Category Archives: predictability

The 57-Year-Old Chart That Is Dividing the Fed – The New York Times

The United States economy is, after all, determined largely by the endlessly complicated interactions of 320 million people producing $17 trillion worth of stuff, which even relatively complex models can’t keep up with.There’s a difference, though, between economic forecasting and weather forecasting. People don’t have any short-term influence over the weather, but central banks and other economic policy makers do have influence over the short-term course of the economy.

Source: The 57-Year-Old Chart That Is Dividing the Fed – The New York Times

 

Nicely said. In other words (using control systems terminology), while both the economy and the weather are observable, neither are predictable, and while the economy is controllable the weather is not (with today’s technology). One could also argue that both are unstable systems.

Observability, Predictability, Controlability and Stability are core concepts in the theory of control of dynamical systems. This field is literally 80 years old, dating back to when the first rocket control systems were designed. It enjoyed the limelight during the space age and the cold war. Then it became kind of old fashioned and passe, like power systems engineering, as researcher and students flocked to more lucrative areas like software engineering and computer science.

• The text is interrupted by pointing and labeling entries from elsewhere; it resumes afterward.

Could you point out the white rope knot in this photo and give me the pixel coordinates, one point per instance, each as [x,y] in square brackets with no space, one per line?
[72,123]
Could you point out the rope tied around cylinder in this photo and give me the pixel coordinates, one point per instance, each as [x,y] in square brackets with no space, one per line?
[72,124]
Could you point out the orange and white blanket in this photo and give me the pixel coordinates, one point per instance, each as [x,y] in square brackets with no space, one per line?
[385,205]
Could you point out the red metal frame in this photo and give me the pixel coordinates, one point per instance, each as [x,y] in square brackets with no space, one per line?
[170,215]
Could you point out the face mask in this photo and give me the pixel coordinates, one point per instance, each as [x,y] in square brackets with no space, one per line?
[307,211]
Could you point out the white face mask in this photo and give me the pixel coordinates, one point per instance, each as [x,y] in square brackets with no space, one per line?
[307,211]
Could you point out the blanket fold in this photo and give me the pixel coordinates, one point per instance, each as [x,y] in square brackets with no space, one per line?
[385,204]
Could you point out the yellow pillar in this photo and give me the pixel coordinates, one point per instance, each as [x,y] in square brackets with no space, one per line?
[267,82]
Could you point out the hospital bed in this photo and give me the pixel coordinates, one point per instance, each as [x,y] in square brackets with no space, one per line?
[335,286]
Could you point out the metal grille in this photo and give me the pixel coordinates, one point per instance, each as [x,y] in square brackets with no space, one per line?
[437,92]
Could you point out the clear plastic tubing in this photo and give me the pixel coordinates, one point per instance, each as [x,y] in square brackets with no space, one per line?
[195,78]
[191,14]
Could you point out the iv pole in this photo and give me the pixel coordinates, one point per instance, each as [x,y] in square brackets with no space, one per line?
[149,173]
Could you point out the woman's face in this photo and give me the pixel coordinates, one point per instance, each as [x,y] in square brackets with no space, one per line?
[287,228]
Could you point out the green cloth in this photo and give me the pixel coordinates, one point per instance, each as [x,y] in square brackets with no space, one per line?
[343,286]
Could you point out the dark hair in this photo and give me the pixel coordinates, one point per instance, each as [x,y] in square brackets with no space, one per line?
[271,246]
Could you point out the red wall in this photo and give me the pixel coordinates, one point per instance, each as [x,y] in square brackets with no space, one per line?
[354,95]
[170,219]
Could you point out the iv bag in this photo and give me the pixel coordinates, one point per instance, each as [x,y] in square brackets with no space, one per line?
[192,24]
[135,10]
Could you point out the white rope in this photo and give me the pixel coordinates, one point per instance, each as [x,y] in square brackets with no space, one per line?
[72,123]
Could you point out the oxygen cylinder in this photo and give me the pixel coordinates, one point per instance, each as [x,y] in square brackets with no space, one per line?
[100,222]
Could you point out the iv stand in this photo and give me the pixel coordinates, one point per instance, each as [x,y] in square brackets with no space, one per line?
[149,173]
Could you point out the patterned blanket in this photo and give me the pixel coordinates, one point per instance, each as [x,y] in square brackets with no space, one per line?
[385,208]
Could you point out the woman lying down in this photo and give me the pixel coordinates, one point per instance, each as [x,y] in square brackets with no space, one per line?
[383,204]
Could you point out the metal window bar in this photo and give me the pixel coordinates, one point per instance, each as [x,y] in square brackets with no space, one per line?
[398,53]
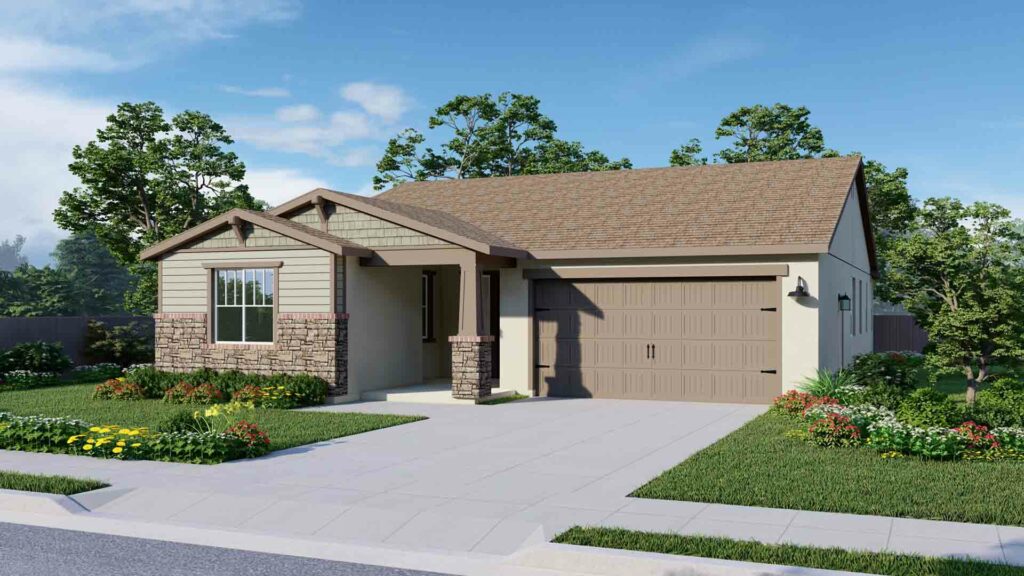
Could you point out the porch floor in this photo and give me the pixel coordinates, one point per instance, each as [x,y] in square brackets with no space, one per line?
[433,392]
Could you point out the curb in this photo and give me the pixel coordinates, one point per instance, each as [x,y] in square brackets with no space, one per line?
[38,502]
[609,562]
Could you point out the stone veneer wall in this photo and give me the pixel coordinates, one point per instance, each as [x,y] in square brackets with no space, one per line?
[312,343]
[471,366]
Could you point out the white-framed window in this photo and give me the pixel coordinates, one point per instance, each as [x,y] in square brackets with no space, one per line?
[427,306]
[243,305]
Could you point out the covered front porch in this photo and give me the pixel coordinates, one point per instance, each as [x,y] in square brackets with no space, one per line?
[431,316]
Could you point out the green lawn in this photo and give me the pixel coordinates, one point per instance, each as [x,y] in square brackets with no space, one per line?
[47,484]
[786,554]
[759,465]
[286,427]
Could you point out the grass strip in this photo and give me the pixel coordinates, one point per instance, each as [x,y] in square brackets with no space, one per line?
[783,554]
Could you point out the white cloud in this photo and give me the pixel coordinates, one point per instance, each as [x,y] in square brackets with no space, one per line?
[104,35]
[297,131]
[298,113]
[268,92]
[712,52]
[40,128]
[386,101]
[20,54]
[278,186]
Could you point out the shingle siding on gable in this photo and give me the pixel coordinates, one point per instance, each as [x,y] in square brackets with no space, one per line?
[370,231]
[255,237]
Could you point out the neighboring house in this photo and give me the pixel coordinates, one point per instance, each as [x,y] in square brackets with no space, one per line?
[663,283]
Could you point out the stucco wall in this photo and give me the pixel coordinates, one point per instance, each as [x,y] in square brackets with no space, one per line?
[846,271]
[800,319]
[304,282]
[385,348]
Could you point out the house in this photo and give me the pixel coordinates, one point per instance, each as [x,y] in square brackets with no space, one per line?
[722,283]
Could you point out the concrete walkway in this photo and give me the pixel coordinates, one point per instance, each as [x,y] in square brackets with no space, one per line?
[488,480]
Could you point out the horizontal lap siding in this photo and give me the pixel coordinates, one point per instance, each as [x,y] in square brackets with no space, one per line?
[304,283]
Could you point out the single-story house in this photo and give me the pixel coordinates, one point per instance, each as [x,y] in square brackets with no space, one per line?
[722,283]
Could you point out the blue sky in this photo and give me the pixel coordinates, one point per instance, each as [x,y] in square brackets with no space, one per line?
[311,90]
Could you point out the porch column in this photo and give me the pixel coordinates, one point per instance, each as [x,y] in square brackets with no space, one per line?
[470,347]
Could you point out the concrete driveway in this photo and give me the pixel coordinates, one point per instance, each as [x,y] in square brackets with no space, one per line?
[485,479]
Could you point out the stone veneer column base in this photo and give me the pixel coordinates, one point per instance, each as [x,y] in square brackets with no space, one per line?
[310,343]
[471,366]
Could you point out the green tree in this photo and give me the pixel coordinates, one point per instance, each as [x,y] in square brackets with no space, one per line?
[488,136]
[31,291]
[958,272]
[98,281]
[144,179]
[778,132]
[10,253]
[688,155]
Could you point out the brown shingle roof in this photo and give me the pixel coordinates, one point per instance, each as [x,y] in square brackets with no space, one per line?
[796,202]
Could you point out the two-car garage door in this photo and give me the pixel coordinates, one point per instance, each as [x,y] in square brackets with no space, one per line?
[713,340]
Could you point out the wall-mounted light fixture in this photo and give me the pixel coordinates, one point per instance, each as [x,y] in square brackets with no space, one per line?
[801,290]
[844,302]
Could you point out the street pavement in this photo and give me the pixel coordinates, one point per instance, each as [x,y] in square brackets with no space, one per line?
[29,550]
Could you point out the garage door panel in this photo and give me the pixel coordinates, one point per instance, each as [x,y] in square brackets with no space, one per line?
[689,340]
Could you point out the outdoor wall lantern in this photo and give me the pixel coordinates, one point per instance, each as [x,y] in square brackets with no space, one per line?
[801,291]
[844,302]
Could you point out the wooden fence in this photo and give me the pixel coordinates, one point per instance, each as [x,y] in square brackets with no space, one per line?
[898,332]
[69,330]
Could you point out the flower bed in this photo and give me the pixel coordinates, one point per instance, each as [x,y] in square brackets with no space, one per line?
[832,424]
[227,440]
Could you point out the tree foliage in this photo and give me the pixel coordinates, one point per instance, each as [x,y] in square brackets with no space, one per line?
[488,136]
[958,272]
[144,179]
[10,253]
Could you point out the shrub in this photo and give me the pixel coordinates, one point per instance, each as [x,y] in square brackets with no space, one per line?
[255,441]
[796,403]
[828,383]
[93,372]
[929,407]
[834,429]
[184,420]
[126,344]
[24,379]
[154,382]
[118,388]
[197,448]
[306,389]
[35,357]
[184,393]
[887,377]
[938,443]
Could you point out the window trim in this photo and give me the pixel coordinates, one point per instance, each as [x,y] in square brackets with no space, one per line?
[428,280]
[242,266]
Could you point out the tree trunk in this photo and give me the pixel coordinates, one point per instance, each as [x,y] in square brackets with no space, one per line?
[972,385]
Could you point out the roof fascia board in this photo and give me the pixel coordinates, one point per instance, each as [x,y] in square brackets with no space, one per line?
[681,251]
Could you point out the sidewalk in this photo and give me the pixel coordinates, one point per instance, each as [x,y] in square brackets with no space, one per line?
[484,481]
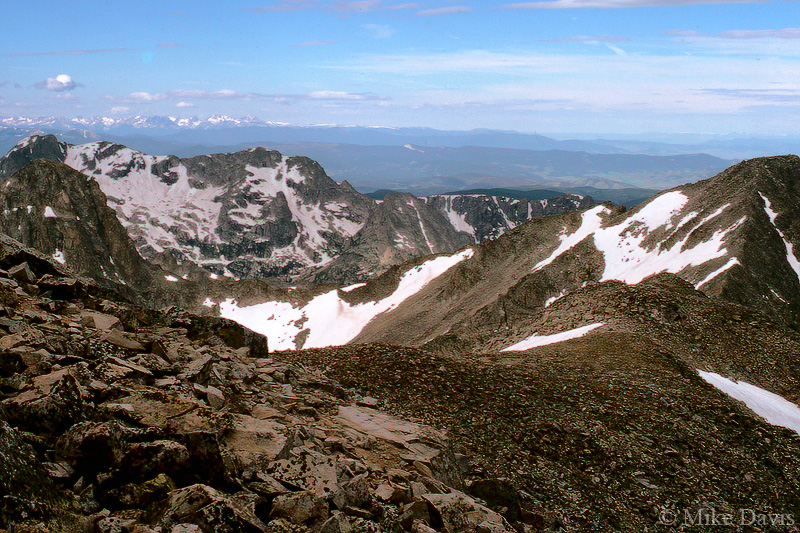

But dynamical systems theory has been enjoying a kind of renaissance (as is power engineering) as we rediscover the power and wide applicability of the theory, from weather, to stock markets, to data networks to behavior of consumers. And, as I have said many years ago in the introduction to my blog, dynamical systems theory actually has deep connections to information theory and machine learning through the concept of statistical manifolds (“surfaces”) and the paradigm of viewing prediction and estimation algorithms as dynamical systems that crawl these manifolds via a prescribed dynamical law (“algorithm”). So I would highly encourage budding students who want to get a deep understanding of machine learning and predictability to take the time to study dynamical control systems and differential geometry, in addition to the standard fare of information theory, Algorithms, ML, and probability and random processes .

Gamblers, Scientists and the Mysterious Hot Hand – The New York Times

We evolved with this uncanny ability to find patterns. The difficulty lies in separating what really exists from what is only in our minds.

Source: Gamblers, Scientists and the Mysterious Hot Hand – The New York Times

Beautiful article! If you have been following my blog at all, you must read this. And then perhaps follow up with a refresher from one of my early posts on stereotypes!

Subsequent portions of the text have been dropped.